42,000 Fake Brand Websites Drive Ad Traffic and Spread Malware

42,000 Fake Brand Websites Drive Ad Traffic and Spread Malware

A Chinese group known as Fangxiao has created a massive network of 42,000 websites that impersonate well-known brands—including Coca-Cola, McDonald’s, Knorr, Unilever, Shopee, and Emirates. These sites redirect visitors to pages promoting adware apps, dating sites, “free” giveaways, or infect their systems with the Triada trojan.

According to experts at Cyjax, Fangxiao has been active since at least 2017 and is believed to be based in China, as indicated by the use of the Chinese language in their control panels. In a recently discovered campaign, the scammers have spoofed more than 400 well-known brands across retail, banking, travel, pharmaceuticals, transportation, finance, and energy sectors.

How the Scam Works

To generate the necessary traffic for their clients and their own sites, Fangxiao members register about 300 new domains every day. Since March 2022, the attackers have used at least 24,000 domains to promote fake prize giveaways and surveys to their victims.

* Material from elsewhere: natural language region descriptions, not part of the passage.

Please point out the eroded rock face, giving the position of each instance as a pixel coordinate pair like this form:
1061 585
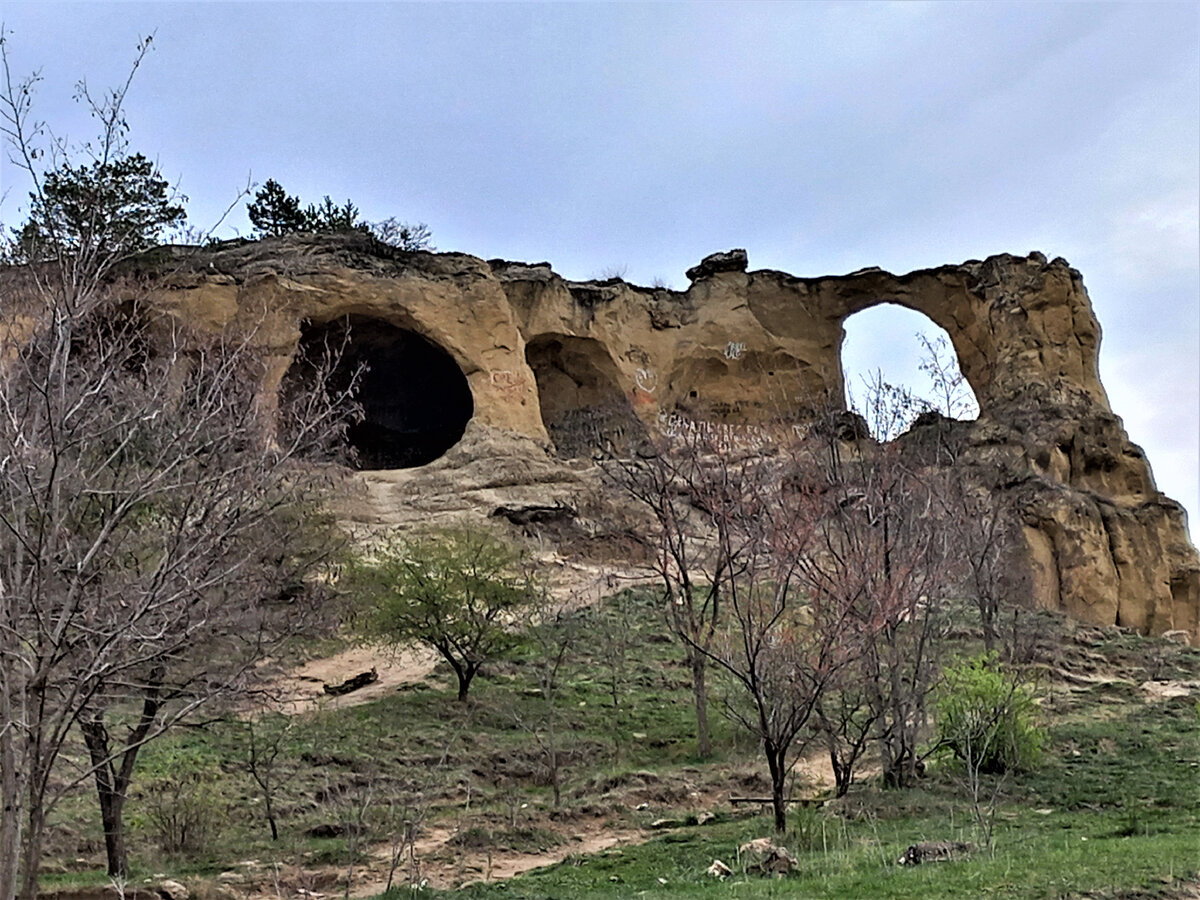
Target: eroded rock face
537 352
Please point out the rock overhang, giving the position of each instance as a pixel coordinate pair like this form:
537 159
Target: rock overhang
739 345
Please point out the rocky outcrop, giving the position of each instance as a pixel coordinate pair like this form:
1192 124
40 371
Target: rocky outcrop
537 352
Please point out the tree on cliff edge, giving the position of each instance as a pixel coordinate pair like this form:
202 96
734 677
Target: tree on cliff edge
275 213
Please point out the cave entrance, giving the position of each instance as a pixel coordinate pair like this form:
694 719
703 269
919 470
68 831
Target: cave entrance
898 364
415 400
582 405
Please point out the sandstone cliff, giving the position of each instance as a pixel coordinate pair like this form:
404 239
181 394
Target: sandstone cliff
479 371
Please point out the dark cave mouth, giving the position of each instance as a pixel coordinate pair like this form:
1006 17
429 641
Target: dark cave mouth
414 397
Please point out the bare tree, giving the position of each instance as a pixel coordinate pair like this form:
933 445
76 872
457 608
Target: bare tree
673 478
144 492
887 556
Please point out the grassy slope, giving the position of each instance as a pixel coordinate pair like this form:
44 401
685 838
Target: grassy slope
1116 804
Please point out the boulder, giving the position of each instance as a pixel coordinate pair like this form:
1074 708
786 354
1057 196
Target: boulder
766 857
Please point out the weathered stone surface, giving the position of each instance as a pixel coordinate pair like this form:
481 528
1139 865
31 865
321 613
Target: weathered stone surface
738 346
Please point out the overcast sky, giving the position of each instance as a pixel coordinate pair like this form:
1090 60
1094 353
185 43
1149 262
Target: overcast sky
641 137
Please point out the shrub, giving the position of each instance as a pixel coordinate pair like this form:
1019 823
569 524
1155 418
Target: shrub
183 802
988 718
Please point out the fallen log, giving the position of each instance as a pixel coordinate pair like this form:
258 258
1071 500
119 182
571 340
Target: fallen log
352 684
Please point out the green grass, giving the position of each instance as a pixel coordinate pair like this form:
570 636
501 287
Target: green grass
1114 810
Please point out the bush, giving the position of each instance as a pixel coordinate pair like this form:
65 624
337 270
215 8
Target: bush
183 802
988 718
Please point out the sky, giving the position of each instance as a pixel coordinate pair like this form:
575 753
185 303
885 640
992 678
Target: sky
636 138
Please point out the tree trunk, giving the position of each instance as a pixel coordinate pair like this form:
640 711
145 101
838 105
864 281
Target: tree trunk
112 798
700 691
465 673
778 789
33 851
270 816
10 797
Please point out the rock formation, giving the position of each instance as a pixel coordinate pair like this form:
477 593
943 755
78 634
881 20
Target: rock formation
479 371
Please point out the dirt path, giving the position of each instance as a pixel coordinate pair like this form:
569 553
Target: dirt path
447 867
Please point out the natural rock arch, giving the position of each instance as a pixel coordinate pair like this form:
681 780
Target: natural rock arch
415 400
886 339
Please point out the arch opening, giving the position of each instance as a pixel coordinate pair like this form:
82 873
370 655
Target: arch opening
582 405
897 365
414 400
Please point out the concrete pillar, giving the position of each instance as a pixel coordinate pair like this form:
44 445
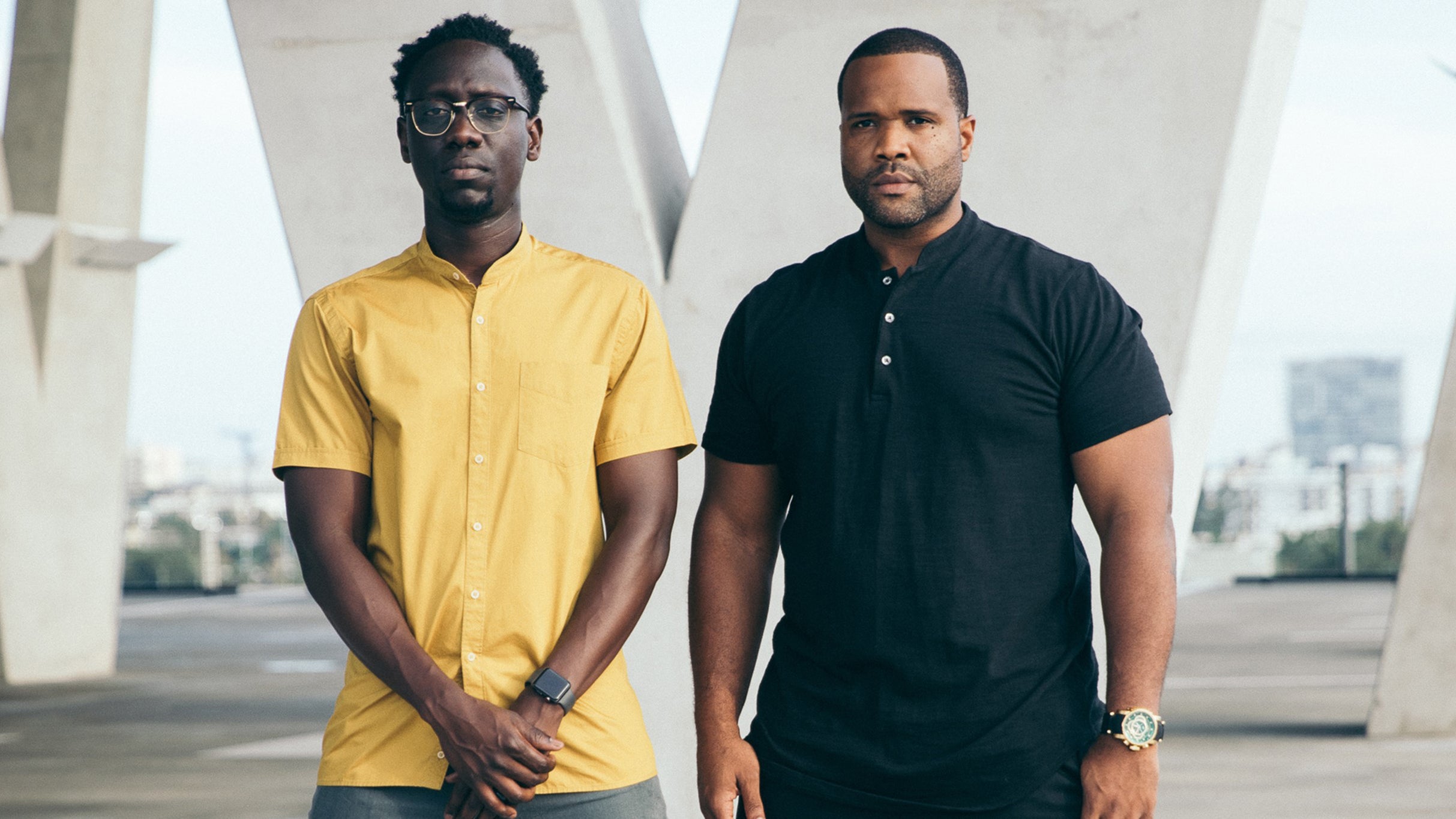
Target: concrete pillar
1419 667
73 145
610 181
1133 134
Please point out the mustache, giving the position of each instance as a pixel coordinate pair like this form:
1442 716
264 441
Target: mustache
896 168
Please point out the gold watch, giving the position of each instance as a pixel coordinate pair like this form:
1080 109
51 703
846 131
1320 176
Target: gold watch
1137 728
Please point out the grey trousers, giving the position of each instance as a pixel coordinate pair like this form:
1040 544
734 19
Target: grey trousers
643 800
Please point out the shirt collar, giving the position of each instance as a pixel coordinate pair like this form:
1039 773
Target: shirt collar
514 261
938 254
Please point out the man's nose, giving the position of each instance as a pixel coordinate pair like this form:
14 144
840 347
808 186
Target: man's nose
462 133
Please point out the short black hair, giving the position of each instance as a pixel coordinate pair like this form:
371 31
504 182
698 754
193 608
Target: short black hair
912 41
481 29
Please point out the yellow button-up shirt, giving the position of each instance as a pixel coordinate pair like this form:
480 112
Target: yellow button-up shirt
481 413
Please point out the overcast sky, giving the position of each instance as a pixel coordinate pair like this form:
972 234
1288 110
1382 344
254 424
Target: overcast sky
1356 252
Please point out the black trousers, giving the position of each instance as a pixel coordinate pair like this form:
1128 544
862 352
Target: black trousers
1060 797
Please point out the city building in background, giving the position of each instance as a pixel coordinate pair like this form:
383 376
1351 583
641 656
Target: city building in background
1344 476
1335 403
203 529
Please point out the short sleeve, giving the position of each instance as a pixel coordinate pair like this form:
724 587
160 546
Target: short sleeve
1110 380
644 409
737 431
323 419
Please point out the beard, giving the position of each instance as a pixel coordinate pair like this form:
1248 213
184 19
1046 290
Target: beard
938 187
466 211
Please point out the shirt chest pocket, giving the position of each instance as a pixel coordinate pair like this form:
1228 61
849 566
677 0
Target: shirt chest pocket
561 403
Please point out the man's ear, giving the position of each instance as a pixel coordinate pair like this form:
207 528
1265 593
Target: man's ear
967 137
534 134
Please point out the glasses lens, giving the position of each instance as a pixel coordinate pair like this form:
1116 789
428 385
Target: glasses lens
490 114
432 117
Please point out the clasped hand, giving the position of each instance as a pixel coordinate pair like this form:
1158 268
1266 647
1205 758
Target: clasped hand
497 755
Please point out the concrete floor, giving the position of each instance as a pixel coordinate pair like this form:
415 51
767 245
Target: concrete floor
219 704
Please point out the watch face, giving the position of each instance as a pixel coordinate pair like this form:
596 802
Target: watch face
1139 727
551 686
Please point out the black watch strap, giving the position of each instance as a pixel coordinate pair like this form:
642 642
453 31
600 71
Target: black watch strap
552 687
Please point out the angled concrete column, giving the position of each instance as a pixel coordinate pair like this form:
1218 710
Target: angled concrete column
610 181
1133 134
1419 667
73 143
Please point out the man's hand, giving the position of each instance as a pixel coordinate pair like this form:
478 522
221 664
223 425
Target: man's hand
1119 783
727 769
498 757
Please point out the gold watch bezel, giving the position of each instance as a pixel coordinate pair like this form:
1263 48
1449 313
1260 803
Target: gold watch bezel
1123 738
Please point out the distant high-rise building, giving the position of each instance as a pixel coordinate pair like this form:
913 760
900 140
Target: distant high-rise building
1344 402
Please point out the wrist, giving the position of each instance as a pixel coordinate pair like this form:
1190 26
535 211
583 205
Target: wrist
534 704
718 731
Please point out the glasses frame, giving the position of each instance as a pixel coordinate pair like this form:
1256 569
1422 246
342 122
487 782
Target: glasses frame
408 111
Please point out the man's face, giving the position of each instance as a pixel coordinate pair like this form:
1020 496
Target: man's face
901 139
469 178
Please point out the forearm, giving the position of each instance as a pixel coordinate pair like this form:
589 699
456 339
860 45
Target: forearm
369 620
729 604
612 600
1139 604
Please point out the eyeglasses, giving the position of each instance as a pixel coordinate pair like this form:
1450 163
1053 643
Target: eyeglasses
487 114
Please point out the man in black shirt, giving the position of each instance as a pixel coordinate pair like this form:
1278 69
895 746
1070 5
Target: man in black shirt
921 398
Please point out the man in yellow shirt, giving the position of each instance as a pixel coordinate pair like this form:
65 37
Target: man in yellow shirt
456 424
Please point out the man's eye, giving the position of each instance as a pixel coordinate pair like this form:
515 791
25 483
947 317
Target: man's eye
491 110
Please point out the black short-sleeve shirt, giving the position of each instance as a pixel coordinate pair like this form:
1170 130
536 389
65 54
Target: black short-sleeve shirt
937 636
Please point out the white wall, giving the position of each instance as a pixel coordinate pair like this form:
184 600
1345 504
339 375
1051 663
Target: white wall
66 341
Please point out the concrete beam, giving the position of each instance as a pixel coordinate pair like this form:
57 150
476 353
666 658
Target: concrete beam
1133 134
80 69
610 181
1413 693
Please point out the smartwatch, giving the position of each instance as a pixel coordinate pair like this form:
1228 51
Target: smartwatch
552 687
1137 728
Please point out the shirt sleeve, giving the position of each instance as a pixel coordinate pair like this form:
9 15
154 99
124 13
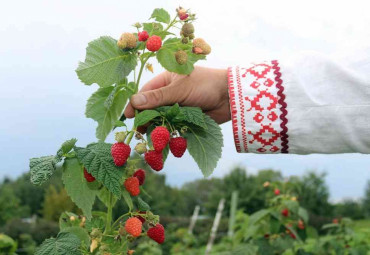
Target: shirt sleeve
306 104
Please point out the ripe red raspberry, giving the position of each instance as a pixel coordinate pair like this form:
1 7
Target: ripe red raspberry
160 138
156 233
178 146
132 186
140 174
300 224
277 192
154 160
133 226
88 177
183 16
141 218
285 212
120 153
143 36
154 43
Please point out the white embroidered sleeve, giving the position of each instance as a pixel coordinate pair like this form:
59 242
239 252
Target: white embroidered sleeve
305 105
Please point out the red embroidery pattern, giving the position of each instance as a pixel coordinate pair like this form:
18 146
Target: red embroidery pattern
233 109
259 109
240 93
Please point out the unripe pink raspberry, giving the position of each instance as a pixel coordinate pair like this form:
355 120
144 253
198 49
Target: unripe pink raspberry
154 43
143 36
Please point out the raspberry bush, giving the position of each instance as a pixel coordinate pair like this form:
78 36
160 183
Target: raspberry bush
111 172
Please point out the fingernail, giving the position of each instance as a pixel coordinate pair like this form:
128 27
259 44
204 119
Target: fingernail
138 99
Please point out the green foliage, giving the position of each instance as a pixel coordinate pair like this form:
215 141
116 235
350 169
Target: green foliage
7 245
10 205
98 161
166 56
128 200
142 205
41 169
205 146
194 115
145 116
105 63
105 106
64 244
66 147
76 186
161 15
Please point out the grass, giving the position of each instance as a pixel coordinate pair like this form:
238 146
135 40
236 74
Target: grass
361 225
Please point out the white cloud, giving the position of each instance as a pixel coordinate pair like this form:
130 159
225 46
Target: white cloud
42 41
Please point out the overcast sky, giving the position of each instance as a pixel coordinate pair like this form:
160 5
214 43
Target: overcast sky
42 102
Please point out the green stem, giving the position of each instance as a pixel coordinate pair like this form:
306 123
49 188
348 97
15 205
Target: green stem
129 138
108 225
120 218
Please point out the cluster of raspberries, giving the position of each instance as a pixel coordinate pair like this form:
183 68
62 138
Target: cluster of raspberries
134 227
128 41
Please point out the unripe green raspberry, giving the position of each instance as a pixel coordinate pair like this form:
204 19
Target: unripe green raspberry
185 40
201 47
181 57
120 136
96 233
127 41
187 29
140 148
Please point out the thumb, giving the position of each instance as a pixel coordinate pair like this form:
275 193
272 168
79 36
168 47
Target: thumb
158 97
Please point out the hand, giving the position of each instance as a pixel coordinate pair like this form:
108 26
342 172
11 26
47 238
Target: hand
204 87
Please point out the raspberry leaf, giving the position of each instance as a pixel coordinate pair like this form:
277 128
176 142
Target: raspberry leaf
77 187
66 147
105 63
106 114
103 196
166 57
41 169
64 244
98 161
205 145
194 115
142 205
172 112
145 116
161 15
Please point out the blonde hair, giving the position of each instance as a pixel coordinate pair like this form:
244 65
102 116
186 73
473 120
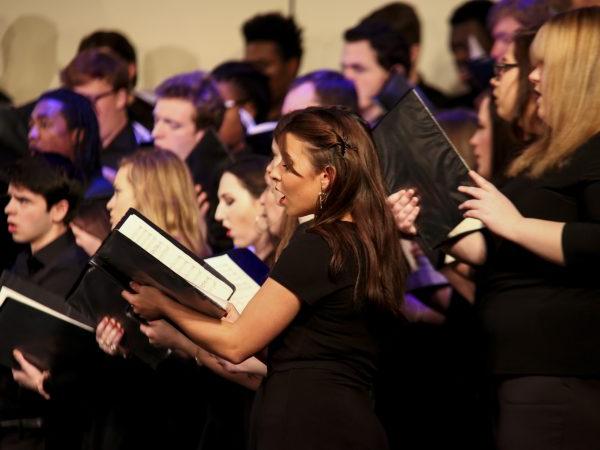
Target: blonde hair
164 192
568 48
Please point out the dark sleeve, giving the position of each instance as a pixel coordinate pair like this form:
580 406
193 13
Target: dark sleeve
303 268
581 240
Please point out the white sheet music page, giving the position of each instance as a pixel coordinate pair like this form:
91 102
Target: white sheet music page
138 231
7 292
245 286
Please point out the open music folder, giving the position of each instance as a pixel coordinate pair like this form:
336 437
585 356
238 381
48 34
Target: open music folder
416 153
137 250
41 325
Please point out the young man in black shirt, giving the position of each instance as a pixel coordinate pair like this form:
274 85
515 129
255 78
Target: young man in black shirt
44 193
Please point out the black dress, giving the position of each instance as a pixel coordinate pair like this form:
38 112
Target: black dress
318 391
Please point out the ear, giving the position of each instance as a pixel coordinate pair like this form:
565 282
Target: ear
398 68
199 135
327 177
58 211
292 65
122 97
415 50
77 135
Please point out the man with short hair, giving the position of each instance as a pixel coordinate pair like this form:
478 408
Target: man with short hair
188 112
44 192
245 91
321 88
470 41
273 43
139 107
509 16
372 52
103 78
403 17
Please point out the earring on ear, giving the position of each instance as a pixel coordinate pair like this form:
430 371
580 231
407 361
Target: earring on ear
321 199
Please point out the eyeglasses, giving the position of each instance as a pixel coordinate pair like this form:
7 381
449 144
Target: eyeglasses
94 98
501 68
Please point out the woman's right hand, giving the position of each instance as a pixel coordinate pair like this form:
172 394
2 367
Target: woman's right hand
404 205
109 333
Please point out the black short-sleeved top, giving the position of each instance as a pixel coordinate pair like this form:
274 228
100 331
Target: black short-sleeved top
330 331
539 317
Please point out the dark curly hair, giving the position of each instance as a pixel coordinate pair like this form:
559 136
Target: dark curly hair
389 44
274 27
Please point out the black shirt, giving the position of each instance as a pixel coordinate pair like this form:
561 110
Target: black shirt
329 329
125 143
540 318
54 267
206 163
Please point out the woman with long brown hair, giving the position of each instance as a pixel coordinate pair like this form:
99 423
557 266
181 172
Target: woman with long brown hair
324 307
538 286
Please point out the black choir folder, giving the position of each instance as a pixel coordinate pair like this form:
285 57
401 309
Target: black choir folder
415 152
137 250
50 334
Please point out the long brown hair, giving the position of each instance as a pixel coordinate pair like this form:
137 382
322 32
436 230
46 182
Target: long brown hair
340 140
568 46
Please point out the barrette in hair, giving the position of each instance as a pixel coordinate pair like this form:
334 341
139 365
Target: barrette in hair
342 143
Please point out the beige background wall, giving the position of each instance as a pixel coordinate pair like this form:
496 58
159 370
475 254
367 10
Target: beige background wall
38 37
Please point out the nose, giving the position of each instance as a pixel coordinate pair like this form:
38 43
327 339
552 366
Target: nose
34 133
157 131
219 213
275 173
10 207
534 76
111 203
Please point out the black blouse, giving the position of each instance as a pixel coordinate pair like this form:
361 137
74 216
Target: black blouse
541 318
331 331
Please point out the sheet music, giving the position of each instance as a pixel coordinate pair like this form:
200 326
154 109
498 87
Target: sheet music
245 286
138 231
7 292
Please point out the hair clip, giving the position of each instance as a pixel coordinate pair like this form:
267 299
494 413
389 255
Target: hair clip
342 143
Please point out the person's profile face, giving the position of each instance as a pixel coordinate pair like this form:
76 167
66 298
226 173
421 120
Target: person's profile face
300 97
239 212
460 35
482 140
123 197
503 33
232 132
27 215
360 65
506 85
295 180
109 105
48 129
266 57
174 128
272 211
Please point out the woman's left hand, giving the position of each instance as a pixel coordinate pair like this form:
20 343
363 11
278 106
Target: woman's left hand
147 301
162 334
30 376
491 207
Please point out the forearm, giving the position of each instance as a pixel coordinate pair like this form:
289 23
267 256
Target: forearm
470 249
541 237
248 380
216 336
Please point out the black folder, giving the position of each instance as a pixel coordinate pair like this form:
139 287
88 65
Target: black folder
415 152
48 332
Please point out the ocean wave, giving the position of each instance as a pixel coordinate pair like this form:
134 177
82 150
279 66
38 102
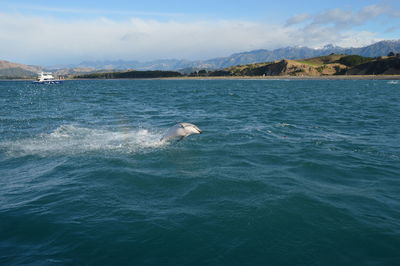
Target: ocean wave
70 139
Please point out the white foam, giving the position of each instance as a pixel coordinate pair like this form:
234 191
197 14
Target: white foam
69 139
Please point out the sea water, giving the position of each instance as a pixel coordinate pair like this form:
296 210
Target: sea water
285 173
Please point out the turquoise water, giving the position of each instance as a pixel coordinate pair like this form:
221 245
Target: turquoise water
285 173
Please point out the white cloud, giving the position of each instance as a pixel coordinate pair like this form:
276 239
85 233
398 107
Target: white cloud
38 40
296 19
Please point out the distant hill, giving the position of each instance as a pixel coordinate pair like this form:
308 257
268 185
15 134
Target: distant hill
15 70
131 75
256 56
334 64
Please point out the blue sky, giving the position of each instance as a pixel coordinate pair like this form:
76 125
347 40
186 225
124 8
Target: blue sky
73 31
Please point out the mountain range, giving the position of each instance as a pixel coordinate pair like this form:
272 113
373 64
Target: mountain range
382 48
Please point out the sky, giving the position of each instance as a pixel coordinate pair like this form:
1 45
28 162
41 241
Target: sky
48 33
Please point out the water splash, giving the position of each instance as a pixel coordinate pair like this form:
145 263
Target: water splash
70 139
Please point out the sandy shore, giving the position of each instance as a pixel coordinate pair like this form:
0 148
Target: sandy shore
339 77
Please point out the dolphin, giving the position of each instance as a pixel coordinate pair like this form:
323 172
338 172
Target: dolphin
179 131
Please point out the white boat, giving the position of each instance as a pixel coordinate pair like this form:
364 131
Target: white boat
46 78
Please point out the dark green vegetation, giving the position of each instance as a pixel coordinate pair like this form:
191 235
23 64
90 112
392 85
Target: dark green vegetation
131 75
333 64
354 60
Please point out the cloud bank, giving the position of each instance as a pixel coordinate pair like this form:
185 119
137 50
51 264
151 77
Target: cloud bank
44 40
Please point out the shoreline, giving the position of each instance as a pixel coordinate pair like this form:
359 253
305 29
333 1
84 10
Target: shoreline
338 77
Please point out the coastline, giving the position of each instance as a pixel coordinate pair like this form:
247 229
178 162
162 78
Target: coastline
335 77
338 77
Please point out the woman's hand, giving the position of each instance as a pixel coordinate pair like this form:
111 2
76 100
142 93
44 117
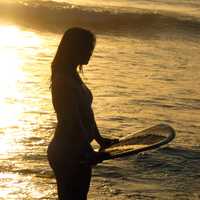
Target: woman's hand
93 158
106 142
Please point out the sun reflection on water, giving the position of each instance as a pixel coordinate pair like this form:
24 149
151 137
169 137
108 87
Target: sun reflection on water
13 45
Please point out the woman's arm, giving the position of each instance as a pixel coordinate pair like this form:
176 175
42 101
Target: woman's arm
103 142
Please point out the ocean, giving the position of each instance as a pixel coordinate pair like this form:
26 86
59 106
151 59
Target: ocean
145 70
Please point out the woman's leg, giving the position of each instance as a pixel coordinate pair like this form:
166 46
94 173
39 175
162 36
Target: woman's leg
73 183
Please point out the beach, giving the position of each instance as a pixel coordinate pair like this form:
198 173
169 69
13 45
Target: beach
145 70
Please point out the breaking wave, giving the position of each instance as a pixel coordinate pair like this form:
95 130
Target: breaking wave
55 17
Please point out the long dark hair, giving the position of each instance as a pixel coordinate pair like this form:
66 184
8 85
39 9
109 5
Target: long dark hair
76 44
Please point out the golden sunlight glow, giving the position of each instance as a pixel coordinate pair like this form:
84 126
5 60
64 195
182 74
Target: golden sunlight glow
13 45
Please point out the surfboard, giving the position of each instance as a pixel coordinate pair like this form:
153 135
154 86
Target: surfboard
148 139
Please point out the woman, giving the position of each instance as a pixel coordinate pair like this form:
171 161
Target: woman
70 154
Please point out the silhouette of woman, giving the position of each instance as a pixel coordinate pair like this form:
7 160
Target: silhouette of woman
70 154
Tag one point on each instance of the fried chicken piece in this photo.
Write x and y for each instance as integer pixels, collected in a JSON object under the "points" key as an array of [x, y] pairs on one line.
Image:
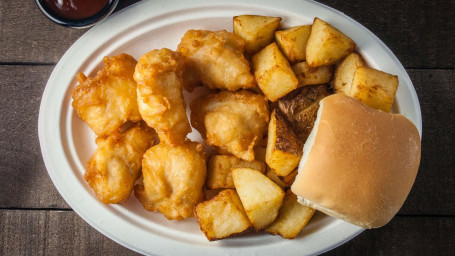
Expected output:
{"points": [[116, 163], [159, 94], [217, 58], [173, 179], [233, 122], [108, 100]]}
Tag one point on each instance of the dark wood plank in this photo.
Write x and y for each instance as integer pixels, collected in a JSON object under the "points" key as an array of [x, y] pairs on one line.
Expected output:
{"points": [[420, 33], [28, 36], [404, 236], [433, 191], [52, 233], [24, 182], [64, 233]]}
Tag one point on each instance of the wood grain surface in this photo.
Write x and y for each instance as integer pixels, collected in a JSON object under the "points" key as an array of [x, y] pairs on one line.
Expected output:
{"points": [[35, 220]]}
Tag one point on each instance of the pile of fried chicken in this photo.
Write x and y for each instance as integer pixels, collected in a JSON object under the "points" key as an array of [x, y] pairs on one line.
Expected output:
{"points": [[137, 111]]}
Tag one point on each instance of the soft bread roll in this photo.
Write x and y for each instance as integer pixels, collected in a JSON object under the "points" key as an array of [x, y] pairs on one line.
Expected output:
{"points": [[359, 164]]}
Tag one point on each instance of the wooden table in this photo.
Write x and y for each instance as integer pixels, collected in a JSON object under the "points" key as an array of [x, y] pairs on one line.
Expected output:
{"points": [[35, 220]]}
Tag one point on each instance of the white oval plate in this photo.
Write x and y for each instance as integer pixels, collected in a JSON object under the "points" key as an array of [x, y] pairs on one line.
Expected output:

Most of these fraudulent sites are registered in the .top domain zone, followed by .cn, .cyu, .xyz, .work, and .tech. The scammers’ resources are always hidden behind Cloudflare and registered through GoDaddy, Namecheap, and Wix.

How Victims Are Targeted

Users typically land on these sites via mobile ads or after receiving a WhatsApp message claiming they have a special offer or prize waiting for them. The message includes a link, and clicking it takes the victim to a landing page that redirects them to a survey site, which they are told must be completed within a certain time frame.

Redirection Scheme

In some cases, completing the survey leads to the download of an app, which the victim is instructed to open and keep running for at least thirty seconds—likely enough time to register a new user via referral. The landing pages also display ylliX ads, which Google flags as “suspicious.” Clicking these ads triggers a separate chain of redirects.

The redirection process depends on the user’s location (IP address) and user agent, and typically leads to one of the following:

  • Downloading the Triada trojan
  • Redirecting to Amazon via an affiliate link
  • Fake dating sites
  • SMS micro-payment scams

Malicious Apps and Adware

Another destination in the Fangxiao campaign is the Google Play Store page for the app “App Booster Lite — RAM Booster.” This app is described as a performance booster for Android devices and has over 10 million downloads. While analysts say the app does not contain malicious features, it requests dangerous permissions and displays a large number of ads, with pop-ups that are difficult to close. The publisher, LocoMind, shares an IP address with another developer, Holacode, previously linked to adware distribution.